Provenance fields are all REQUIRED; consumers reject pointer files missing any. round_attempt_id is persisted here so §15.10 startup reconciliation can recover it if the process crashes between pointer-commit and history.jsonl append.

{
  "run_id": "<YYYYMMDD-HHMMSS>",
  "round_idx": <int>,
  "round_attempt_id": "<UUID>",
  "branch": "exp/<run_id>/<NN>-<slug>",
  "commit_sha": "<full SHA>",
  "fork_from": "baseline" | "<branch>" | [<branches>],
  "fork_from_canonical": "<sorted|joined>",
  "fork_from_ordered": <list or null>,
  "provenance": {
    "env_yaml_sha256":         "<sha256>",
    "dsl_config_sha256":       "<sha256>",
    "requirements_fingerprint": "<short>",
    "repo_root_resolved":      "<absolute path>"
  },
  "metrics_summary": {
    "delta_vs_parent":    <float>,
    "flops_per_syndrome": <int>,
    "n_params":           <int>,
    "status":             "ok" | "killed_by_safety" | ...
  },
  "artifact_paths": {
    "checkpoint": "<absolute>",
    "metrics":    "<absolute>",
    "train_log":  "<absolute>"
  }
}

artifact_paths.* are absolute so the pointer survives relocation of the orchestrator's cwd. provenance.repo_root_resolved enables relative-path reconstruction if the run is moved to a new machine. requirements_fingerprint is a short string derived from the frozen dependency set (e.g. pip freeze | sha256 | head); post-MVP will upgrade to a full lockfile digest.

round_attempt_id and reconcile_id are mutually exclusive per §15.2: a row is either a real attempt or a reconciliation synthetic, never both. The pointer file only ever carries round_attempt_id — synthetic rows are produced by §15.10 startup reconciliation and never have a pointer file.

Worktree scope reminder (from §15.5): runs/<id>/round_N/checkpoint.pt, metrics.json, and train.log stay outside the worktree on a shared path; every branch references them by absolute path through this pointer file.

pareto.json — complete non-dominated archive (NOT capped)

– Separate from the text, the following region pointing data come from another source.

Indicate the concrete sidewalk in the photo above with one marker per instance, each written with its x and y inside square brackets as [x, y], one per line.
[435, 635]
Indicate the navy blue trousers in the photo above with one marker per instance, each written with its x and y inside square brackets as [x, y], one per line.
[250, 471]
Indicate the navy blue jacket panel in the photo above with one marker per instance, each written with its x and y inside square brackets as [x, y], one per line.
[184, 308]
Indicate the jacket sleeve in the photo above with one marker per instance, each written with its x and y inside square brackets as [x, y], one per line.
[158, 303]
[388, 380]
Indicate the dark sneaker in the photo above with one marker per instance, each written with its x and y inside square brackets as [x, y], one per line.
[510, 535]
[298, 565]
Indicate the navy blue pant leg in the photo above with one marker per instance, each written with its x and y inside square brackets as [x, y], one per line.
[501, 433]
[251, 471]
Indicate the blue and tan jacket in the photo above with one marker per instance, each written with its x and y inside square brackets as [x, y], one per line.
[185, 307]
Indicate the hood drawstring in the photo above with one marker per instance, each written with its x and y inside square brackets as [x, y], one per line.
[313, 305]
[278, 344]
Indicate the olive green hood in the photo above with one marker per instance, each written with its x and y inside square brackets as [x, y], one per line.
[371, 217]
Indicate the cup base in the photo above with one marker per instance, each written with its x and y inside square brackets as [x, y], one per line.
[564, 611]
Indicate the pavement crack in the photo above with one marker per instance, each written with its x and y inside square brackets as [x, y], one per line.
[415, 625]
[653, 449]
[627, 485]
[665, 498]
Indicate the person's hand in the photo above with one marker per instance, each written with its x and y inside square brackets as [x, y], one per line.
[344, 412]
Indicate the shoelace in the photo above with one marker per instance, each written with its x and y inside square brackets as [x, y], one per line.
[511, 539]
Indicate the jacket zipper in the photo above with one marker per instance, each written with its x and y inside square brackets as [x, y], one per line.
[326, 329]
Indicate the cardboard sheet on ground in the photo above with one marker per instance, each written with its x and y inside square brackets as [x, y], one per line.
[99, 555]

Replaces the previous "capped to 5 entries" behaviour. pareto.json stores the full non-dominated set of VERIFIED branches. Admission requires a committed round (verdict=VERIFIED), so commit_sha and branch are always non-null; compose-conflict rows never appear here.

Row schema:

{"round_attempt_id":           "<UUID>",
 "commit_sha":                  "<SHA>",
 "branch":                      "exp/.../<NN>-<slug>",
 "delta_vs_baseline_holdout":   <float>,
 "paired_eval_bundle_id":       "<bundle-id>",
 "flops_per_syndrome":          <int>,
 "n_params":                    <int>,
 "verdict":                     "VERIFIED",
 "fork_from":                   "baseline" | "<branch>" | [<branches>],
 "fork_from_canonical":         "<sorted|joined>",
 "compose_mode":                "pure" | "with_edit" | null}

See docs/superpowers/specs/2026-04-20-autoqec-design.md §15.2 for the round_recorder.py update from top-5 sort to non-dominated filter.

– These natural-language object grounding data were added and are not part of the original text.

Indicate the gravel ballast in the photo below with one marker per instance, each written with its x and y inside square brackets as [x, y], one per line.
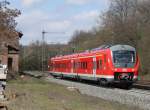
[133, 97]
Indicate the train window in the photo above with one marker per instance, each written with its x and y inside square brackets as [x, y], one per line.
[105, 60]
[99, 64]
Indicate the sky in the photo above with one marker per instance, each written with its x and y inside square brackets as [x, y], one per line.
[60, 18]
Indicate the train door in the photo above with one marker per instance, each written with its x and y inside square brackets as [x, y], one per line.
[100, 65]
[94, 66]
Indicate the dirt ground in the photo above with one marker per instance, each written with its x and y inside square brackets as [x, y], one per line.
[33, 94]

pareto_preview.json — derived top-5 (for L2 Ideator context)

Regenerated after every pareto.json mutation; sorted by -delta_vs_baseline_holdout and truncated to 5. Consumers that read only the preview MUST NOT claim to report the full archive.

.worktrees/ (run-scoped, shared across rounds)

.gitignore excludes .worktrees/. Worktree directory naming: .worktrees/exp-<run_id>-<NN>-<slug>/. Branch naming: exp/<run_id>/<NN>-<slug>; orphan recovery by §15.10 reconciliation renames to quarantine/<run_id>/<remainder>.